Post by starryfish on Jul 29, 2015 10:25:25 GMT -5
I usually post on MM and used to on HF and SO but I thought I would get a bigger audience here.
I was just diagnosed with a rare kidney disease and was wondering if anyone else had one too? You can PM me if you are more comfortable (will probably DD this thread later for privacy reasons).
Post by starryfish on Jul 29, 2015 10:54:12 GMT -5
Thanks. I got the results over the phone Monday and have my appointment tomorrow to learn more. It is a pretty rare disease (and not common in females), so not sure how many people here have it in the area. Luckily I am not at the dialysis phase yet.
Thanks. I got the results over the phone Monday and have my appointment tomorrow to learn more. It is a pretty rare disease (and not common in females), so not sure how many people here have it in the area. Luckily I am not at the dialysis phase yet.
Post by littlesthobo on Jul 29, 2015 11:00:56 GMT -5
I have polycystic kidney disease. I'm sorry. I remember how awful it was when I was diagnosed. Like my own body had betrayed me . Feel free to pm if you'd like.
I'm sorry:( The good thing is the doctors can follow you very closely and hopefully keep everything stabilized. I hope you have a good appointment tomorrow:)
Thanks. I know there is no cure and the treatments don't have a lot of data. I know I have a more severe case but I find out how severe tomorrow.

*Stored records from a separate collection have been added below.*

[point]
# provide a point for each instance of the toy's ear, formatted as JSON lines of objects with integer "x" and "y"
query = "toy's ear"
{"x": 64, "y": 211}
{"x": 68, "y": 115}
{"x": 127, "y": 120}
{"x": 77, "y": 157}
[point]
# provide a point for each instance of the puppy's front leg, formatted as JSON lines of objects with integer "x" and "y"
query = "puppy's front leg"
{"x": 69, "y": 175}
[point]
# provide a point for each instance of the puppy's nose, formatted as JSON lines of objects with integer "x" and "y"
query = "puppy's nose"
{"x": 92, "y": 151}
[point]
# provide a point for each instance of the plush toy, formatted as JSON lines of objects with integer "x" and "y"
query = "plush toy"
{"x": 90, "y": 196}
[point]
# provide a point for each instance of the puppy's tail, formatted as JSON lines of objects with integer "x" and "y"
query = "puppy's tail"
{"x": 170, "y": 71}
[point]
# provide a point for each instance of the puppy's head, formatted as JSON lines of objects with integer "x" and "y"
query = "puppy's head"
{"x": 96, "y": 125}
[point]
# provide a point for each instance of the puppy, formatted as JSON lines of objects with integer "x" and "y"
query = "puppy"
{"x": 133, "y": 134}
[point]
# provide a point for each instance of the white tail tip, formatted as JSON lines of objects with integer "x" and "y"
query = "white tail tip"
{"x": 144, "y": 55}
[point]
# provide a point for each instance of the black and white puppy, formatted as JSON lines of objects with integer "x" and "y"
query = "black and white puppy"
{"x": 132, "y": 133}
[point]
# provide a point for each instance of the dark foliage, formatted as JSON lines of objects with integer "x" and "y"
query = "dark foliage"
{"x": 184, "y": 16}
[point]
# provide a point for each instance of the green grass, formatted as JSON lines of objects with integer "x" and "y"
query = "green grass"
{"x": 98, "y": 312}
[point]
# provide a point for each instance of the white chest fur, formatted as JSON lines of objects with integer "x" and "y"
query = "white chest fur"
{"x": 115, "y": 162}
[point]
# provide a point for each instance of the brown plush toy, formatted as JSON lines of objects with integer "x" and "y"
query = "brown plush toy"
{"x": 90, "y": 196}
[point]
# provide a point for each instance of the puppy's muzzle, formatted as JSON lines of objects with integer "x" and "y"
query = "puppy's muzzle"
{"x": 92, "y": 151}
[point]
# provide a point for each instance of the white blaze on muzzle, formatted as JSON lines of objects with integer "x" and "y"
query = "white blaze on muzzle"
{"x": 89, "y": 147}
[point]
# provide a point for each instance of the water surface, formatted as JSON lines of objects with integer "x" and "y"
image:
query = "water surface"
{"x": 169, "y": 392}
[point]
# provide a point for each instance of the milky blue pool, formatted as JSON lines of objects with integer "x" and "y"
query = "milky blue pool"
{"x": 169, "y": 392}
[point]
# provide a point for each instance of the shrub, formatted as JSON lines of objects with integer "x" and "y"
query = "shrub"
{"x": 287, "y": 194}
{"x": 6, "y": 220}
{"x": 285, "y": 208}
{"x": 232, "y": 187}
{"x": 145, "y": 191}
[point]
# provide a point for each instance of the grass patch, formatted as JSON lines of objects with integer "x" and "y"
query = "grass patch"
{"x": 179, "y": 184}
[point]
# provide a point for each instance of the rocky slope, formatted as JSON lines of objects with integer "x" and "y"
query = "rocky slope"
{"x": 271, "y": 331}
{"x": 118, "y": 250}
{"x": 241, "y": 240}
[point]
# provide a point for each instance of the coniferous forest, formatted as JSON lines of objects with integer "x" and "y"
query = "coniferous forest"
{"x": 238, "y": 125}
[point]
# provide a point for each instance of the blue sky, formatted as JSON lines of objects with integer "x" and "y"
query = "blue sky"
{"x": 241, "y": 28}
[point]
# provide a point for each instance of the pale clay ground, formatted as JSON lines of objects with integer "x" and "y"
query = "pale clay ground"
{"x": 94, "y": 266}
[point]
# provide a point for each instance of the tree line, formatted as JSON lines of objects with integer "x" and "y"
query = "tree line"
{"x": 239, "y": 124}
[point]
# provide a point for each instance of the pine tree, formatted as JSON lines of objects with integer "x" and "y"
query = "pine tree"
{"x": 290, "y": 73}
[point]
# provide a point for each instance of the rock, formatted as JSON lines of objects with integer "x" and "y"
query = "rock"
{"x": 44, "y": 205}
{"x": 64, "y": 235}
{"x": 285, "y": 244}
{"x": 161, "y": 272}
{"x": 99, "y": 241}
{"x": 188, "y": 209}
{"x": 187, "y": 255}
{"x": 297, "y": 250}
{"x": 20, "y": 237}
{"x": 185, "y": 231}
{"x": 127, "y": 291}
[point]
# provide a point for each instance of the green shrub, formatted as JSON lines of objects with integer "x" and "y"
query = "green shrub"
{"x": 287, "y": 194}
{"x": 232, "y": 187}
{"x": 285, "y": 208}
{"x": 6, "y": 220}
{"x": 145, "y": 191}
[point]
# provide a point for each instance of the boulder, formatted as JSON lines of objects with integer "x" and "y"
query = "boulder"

I already have a second opinion scheduled as well by another doctor to make sure they agree on treatment
Post by kimibrighteyes on Jul 29, 2015 13:38:23 GMT -5
I'm sorry you are going through this. Hopefully yours will not progress quickly. It is actually not rare though - you may be able to find a support group if you are interested. Good luck
I don't have kidney disease myself but I work in a related field. Take a look at Nephcure. They're a patient advocacy and fundraising group for nephrotic syndrome (which i believe you fall under) that also links to research studies. Nephcure also does regional lunch and learns, and support group/meet ups.
I'm sorry you are going through this. Hopefully yours will not progress quickly. It is actually not rare though - you may be able to find a support group if you are interested. Good luck
I know it can affect more people, but they are different sub types and mine is more severe. I find out tomorrow how severe it is.